Showing posts with label kurt vonnegut. Show all posts
Showing posts with label kurt vonnegut. Show all posts

Friday 1 June 2007

Kurt Vonnegut :: Honorary Citizen


A profoundly South African sign that commuters pass as they shuffle onto Metrorail trains. Kurt Vonnegut (11 November 1922-11 April 2007) would have approved. The American novelist and social commentator contemplated the mess that dangerous weapons make during his involvement in the Second World War. Held as a prisoner of war in Dresden, Vonnegut took shelter in a meat factory during the infamous bombing of the German city in 1945. He emerged to find piles of rubble and death.

Vonnegut later drew on his experience in Germany to create a novel entitled Slaughterhouse-Five. An exploded narrative that skips backwards and forwards in time, the book is laced with science fiction and provides a gloomy picture of war. Published in 1969, it was embraced by readers who were puzzled and drained by America’s Vietnam blundering. Around the time it hit the shelves, polls in the United States indicated that only 33% of the nation supported pursuing a complete military victory.

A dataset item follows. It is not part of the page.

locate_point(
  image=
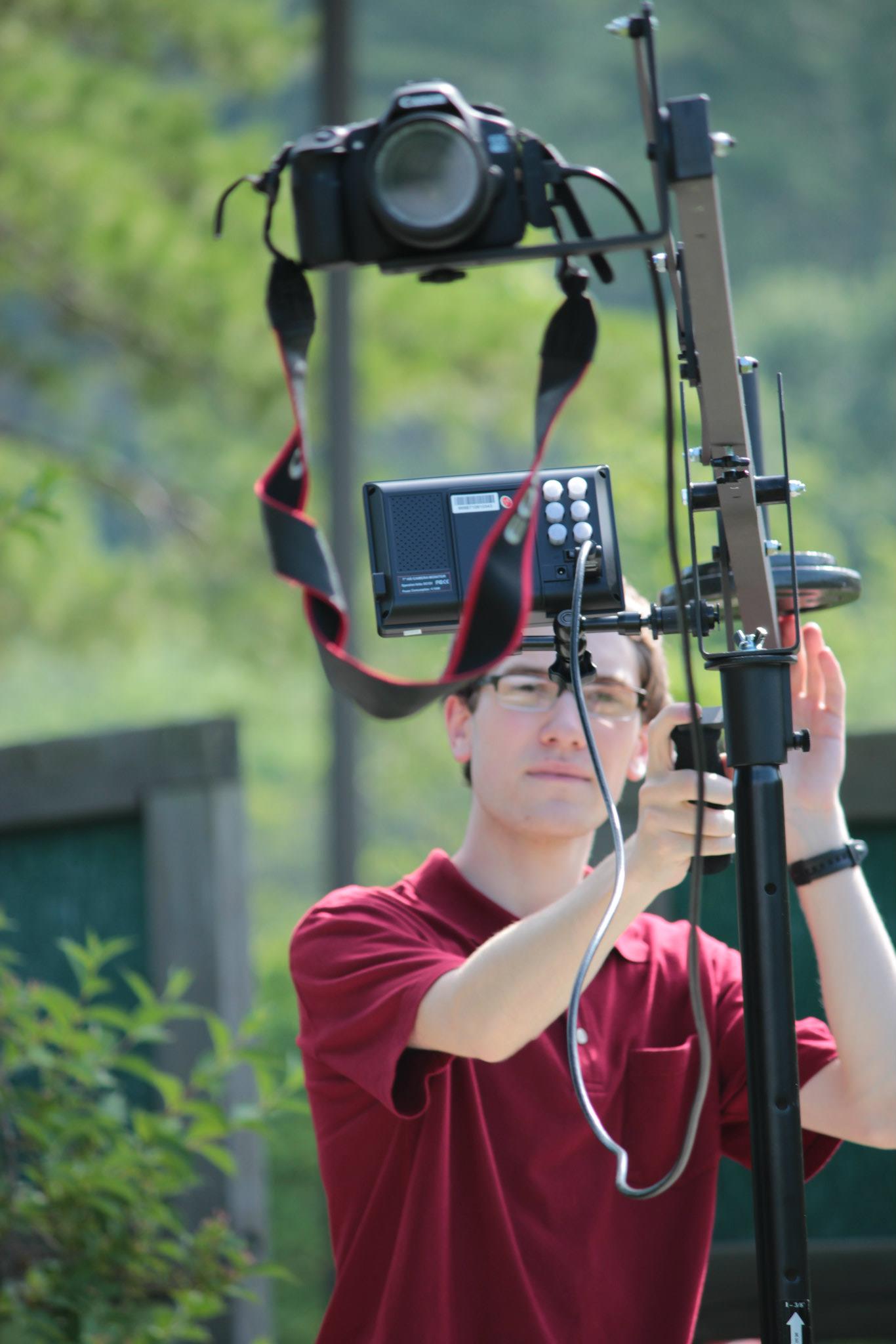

Vonnegut concocted a distinctive brand of hopeful pessimism in his literary contributions to Planet Earth. His final work, an exhortation of the Bush administration entitled Man Without a Country, sees him soaring the lofty peaks of intelligent insubordination. “What can be said to our young people,” he writes, “now that psychopathic personalities, which is to say persons without consciences, without senses of pity or shame, have taken all the money in the treasuries of our government and corporations, and made it all their own?”